For those of you interested, even peripherally, in French wine, I suggest you subscribe to the web log The Riviera Grapevine – Pronto! In recent posts, Chrissie has written about rosé wine from southern France and about the Rolle grape. She’s included photos of hedonistic midnight swimmers and wine aficionados on green landscapes below peach colored moonlight. Chrissie’s blog clues readers into the nuances of varied wine appellations dotting the Riviera – where some striking rosé is produced. There’s so much going on in this region, I cannot keep up.
Here, in the humble outreaches of a Diplomatic Enclave within the capital city of an Asian country, I frequent a semi-autonomous restaurant associated with the French embassy. It has access to a smattering of decent Bordeaux, Côtes du Rhône, and bottles of rosé – exceeding the wine capacity of any other restaurant located within this nation of close to two hundred million souls. The back label of the 2012 Marius Peyold Côtes de Provence (photographed above) informed me that this rosé is made from Grenache, Syrah, and Censault (classic grape varieties in many Languedoc wines), and that it has notes of red fruit, white peach, and citrus. It tasted crisp and slightly tangy – a fresh way to ring in summer.
Over a year ago, my French friend and accomplice in sampling introduced me to rosé. We usually shared bottles of Rosé D’Anjou from the western, Loire Valley region of France.
But in the Provence region of southern France, where Peter Mayle penned his books and Russell Crowe drove multiple times around a roundabout to thrill movie audiences, rosé is king. Perhaps queen. Certainly for royalty, as well as regular folk. It’s wine to enjoy – blush, fresh, mildly zippy. Rosé is ubiquitous in Provence – bright, light, fresh, and fruity, and the antithesis of all misgivings Americans once had about rosé after they excoriated the marketing triumph of White Zinfandel years ago. Truth is, the success of that wine was responsible for saving the Zinfandel grape from virtual abandonment and extinction within California (and the United States). Zinfandel now gains nothing but respect for producing hefty red wines. And when you drink a hit or two of it as rosé you may realize that it also still provides an excellent way to kick off summertime. But don’t trust my limited experience. Tune into Chrissie’s primer on Provence rosé.
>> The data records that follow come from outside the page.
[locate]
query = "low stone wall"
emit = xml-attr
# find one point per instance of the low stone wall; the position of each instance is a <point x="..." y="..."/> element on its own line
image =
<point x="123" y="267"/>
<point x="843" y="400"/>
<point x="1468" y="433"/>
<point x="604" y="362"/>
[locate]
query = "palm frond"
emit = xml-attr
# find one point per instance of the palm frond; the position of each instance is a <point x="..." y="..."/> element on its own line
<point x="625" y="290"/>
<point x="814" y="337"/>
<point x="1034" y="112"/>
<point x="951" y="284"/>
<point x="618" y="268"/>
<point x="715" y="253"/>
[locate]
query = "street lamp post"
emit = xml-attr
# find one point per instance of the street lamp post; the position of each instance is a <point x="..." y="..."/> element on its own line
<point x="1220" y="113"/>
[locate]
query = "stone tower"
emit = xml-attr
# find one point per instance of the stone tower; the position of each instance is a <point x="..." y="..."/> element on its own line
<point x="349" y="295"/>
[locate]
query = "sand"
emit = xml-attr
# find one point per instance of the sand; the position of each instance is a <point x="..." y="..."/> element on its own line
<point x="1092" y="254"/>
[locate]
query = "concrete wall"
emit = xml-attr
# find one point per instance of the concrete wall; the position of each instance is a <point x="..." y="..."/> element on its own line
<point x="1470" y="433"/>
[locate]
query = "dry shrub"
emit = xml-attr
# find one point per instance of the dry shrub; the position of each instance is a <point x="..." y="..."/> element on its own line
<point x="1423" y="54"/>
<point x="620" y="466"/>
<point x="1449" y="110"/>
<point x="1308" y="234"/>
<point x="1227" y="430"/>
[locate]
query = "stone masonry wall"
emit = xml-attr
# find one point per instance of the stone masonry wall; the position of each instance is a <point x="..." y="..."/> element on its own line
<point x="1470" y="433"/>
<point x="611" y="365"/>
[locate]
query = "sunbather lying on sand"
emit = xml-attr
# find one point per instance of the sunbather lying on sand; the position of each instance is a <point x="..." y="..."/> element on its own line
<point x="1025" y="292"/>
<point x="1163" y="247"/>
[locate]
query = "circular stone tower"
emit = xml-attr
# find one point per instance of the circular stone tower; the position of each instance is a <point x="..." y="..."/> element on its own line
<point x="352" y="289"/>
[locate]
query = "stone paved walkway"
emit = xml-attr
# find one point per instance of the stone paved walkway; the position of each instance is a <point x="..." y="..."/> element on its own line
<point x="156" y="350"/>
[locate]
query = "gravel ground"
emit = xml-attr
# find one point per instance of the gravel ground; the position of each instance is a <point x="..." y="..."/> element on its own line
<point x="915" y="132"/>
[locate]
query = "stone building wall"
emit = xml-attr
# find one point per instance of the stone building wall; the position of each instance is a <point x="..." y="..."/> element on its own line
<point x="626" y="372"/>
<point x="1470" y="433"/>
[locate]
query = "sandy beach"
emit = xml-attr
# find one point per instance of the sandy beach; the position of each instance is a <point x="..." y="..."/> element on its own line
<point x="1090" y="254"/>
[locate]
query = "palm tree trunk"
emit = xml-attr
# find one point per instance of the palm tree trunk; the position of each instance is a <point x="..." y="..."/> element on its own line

Peter Mayle retired from England and moved to southern France, where he scribbled notes about contract workers fixing up his home in Provence. His subsequent non-fiction book A Year in Provence turned into a best seller more than two decades ago – detailing the highs and lows of renovating a home. His recent fiction book The Marseille Caper [A.A. Knopf, 2012] is a quick read about the deception of already deceitful land developers. Thrown in are scenes from a private airline and yacht, and the rantings of a few dim-witted hit men piloting stolen motorcycles. There are also plenty of meals where characters enjoy glasses of rosé with artichoke hearts, smoked salmon, clams wrapped in Spanish ham, goat’s cheese, and foie gras.